The simple fact is that our human bodies have not evolved to cope well with being sedentary for extended periods of time. The good news, though? A few changes to your desk setup can drastically reduce the harm of being sat all day.

What is ergonomics?

Office ergonomics refers to procedures and devices that make working in an office environment safe and comfortable. It’s most commonly associated with office chairs and computer monitor position. So, how can the science of ergonomics help you to stay healthy and happy at work?

Take action

Start by recognising the signs of poor desk ergonomics: Burning muscle pain, aches and strains are all signs that your working environment may be poorly set up. If you start to feel any of these in your arms, neck, shoulders or back, take action early. Desk-related injuries won’t resolve by themselves, and once a repetitive strain injury develops, it can easily be triggered by even short periods of working.

If your employer has an occupational health or ergonomics office, these should be your first port of call – often they will be able to advise in person whether your desk setup is optimal, and will have a list of products that promote comfortable working.

Key questions to ask yourself

§ Is your monitor at the right height? To see the top of the monitor you should be looking straight ahead, or even slightly downward. You should not have to twist or angle to see your screen, and no glare from lighting or windows should reflect on it. Older monitors that flicker or have poor resolution can be uncomfortable to look at for long periods. While working with a laptop is fine for short periods, and allows you to shift position more often, it’s often very difficult to sit optimally while looking at a small screen. Therefore, for longer stretches it is best to have a separate screen and keyboard that you can link it up to.

§ Is your chair set up correctly? Your chair should be at the correct height for you to have both feet flat on the floor (or on a footrest) and so that your arms are parallel to the desk or angled downwards. You should also be able to comfortably get close enough to your desk to type and use the mouse without reaching.

§ Is the lighting adequate? Can you read all the documents on your desk and screen – not only in summer but also in winter when it gets dark early? If not, get hold of a desk lamp or illuminated keyboard.

What is available to help me?

The range of office ‘ergonomic products’ is extensive, but non-specialist equipment can also be just as important.
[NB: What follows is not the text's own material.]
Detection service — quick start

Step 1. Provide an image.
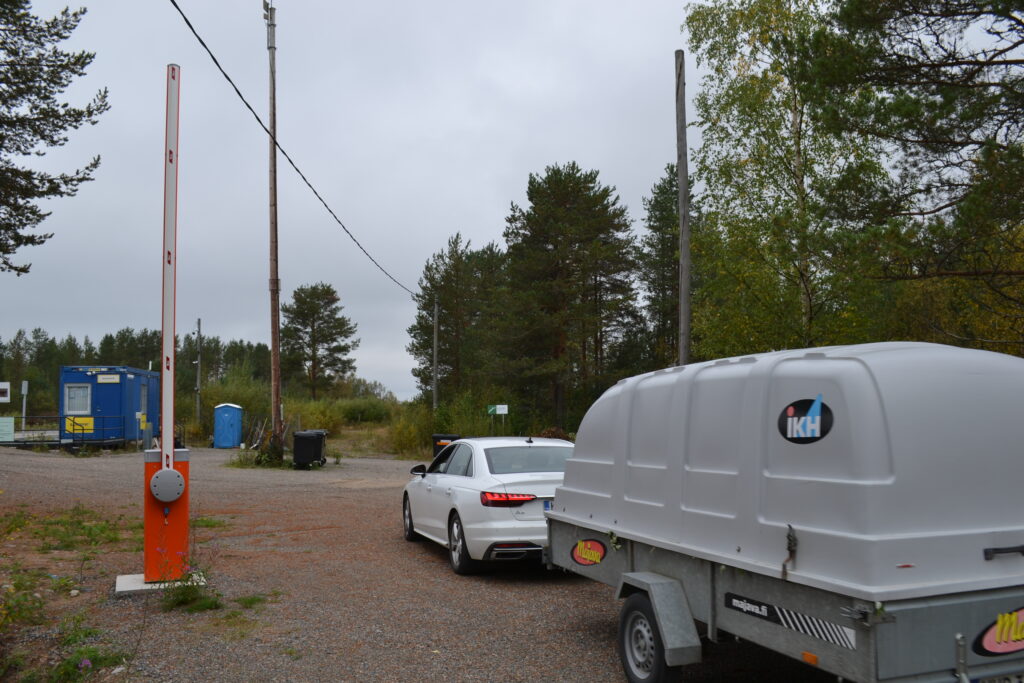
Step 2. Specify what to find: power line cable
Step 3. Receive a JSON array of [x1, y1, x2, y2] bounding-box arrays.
[[170, 0, 416, 296]]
Start with the basics: Wrist supports for your keyboard and mouse are the most inexpensive of ergonomic products, yet can make a huge difference. You can also upgrade your mouse to one which navigates through a thumb roller ball rather than having to move the mouse itself, which can take a lot of strain out of your shoulder. If you spend a large proportion of your day typing, angled ergonomic keyboards, while they take some adapting to, can prove more comfortable.

Going the extra mile

While ergonomic products can go a long way to making you more comfortable, there are also some things you can do by yourself at work to stay happy and healthy. Why not give some of these a try?
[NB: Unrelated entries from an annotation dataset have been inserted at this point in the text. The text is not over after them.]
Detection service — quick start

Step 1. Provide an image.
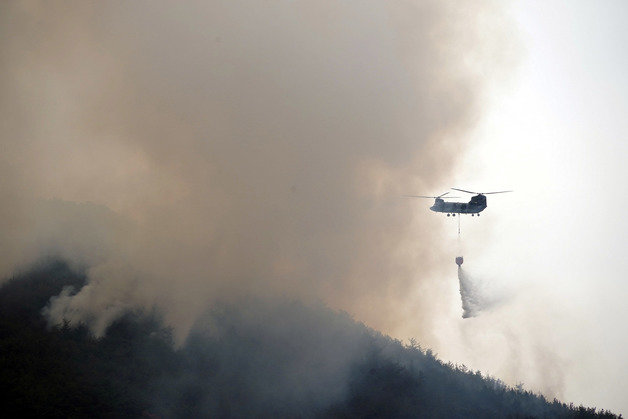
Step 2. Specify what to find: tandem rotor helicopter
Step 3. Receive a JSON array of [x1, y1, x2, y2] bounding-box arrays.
[[404, 188, 512, 217]]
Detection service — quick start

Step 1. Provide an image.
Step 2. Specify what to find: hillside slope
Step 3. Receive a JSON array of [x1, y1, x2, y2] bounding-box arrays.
[[0, 262, 615, 418]]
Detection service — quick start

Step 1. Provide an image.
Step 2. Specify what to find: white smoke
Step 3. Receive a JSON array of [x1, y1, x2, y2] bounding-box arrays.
[[458, 266, 508, 319]]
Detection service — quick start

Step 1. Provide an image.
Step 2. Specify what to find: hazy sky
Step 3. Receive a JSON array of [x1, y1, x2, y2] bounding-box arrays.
[[0, 0, 628, 413], [426, 1, 628, 414]]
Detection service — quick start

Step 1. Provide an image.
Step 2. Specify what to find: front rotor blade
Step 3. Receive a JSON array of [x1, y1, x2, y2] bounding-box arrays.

§ Desk yoga: No downward dog required – just a few simple stretches a couple of times per day, focusing on your neck, arms and shoulders, can help reduce muscle tension. Here are some suggestions to get you started.
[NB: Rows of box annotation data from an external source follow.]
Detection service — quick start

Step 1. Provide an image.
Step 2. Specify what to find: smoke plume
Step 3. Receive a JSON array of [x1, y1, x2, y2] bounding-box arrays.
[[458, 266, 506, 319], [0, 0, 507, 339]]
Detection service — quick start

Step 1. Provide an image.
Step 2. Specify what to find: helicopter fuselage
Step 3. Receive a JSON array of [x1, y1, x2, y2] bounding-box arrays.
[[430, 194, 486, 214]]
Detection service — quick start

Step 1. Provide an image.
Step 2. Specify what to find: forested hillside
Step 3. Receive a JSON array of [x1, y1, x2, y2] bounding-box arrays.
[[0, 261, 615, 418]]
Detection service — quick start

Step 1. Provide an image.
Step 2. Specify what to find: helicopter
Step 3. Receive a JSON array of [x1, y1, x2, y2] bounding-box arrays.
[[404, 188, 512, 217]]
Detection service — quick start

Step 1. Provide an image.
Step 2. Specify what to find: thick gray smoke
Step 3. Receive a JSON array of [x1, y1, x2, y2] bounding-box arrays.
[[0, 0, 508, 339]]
§ Get out of the office at lunchtime: Get out of the office, even if just for a few minutes. Take a walk, nip to the shops, eat your lunch outside in the sunshine – whatever you do, make sure you walk for a while and that you’ll experience a change of scenery.

§ Set a timer: One of the neatest features on new gadgetry like the Apple Watch is a nagging buzz on your wrist every so often reminding you to stand up, stretch, or walk around. You don’t need the latest tech to benefit, though. Set a timer, or reminders in your calendar, to stand and move around.

The key takeaway is this: Make sure your desk is set up such that you’re not in pain after a long day at work and remember to take regular, active breaks. It might seem an effort at first, but trust me, it’ll pay off in the long run!